I never knew I would get so many chances to trust God so fiercely this year as Wyatt has had some bad run-ins with these mystery bugs. Thankfully neither of us have had anything serious, but the mind wanders. The mind also can be silenced with Truth, and that’s the way I wanna go about it. I don’t want to keep worrying that I’ll become a widow at 24 years old when Wyatt has the runs (pardon my language). I want to love and serve him with some Zambian-made Gatorade knock-off that must be watered down to even be consumed. To make a Zam heating pad by microwaving a wet towel as long as I can before I think it’ll blow up. To offer him our priceless American imported Snyders pretzels to calm that stomach. To try to make him laugh only to find out that his back is killing him, therefore I am killing him. To make many, many mistakes in caring for this man I am still getting to know, but to do it with all the love I’ve got, knowing and trusting that it is Jesus who strengthens him, who comforts him, who heals him, who sustains him.

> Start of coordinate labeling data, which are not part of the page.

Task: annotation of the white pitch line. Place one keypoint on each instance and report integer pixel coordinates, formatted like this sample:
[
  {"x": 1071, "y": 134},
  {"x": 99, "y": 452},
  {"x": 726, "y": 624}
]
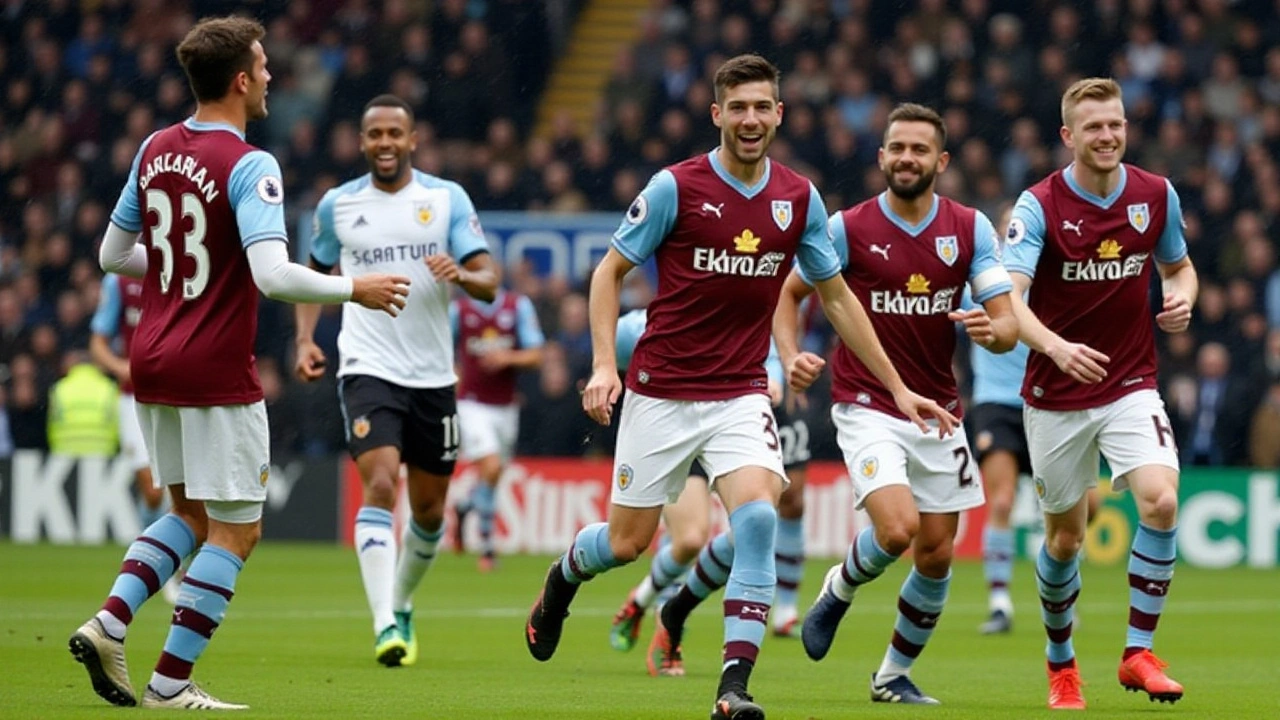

And another tidbit of new wife freedom that I can keep preaching to myself: I don’t have to know the answer. I can ask my family, I can ask our friends here who have had every Zambug known to this nation. I can take Wyatt to a clinic that is safe with clean needles and good doctors. I can lean on others as we’re meant to do. I may feel like I’ve gotta be Wonder Woman most days (and secretly pray for that sometimes, shh), but praise God that that’s not the truth, and that’s not the standard God set out for me when He made me Wyatt’s wife on that day just 10 months ago.

So to all you new brides, Africa-is-my-new-home ladies, mamas of little ones, and any other female who finds herself in strange circumstances of needing to care for herself or others like her life (or theirs) depends on it, let it go. Take off those flashy wristbands and that stellar leotard. We don’t gotta be Super Woman. We can just be us, and Jesus is here to help. Holler at that goodness.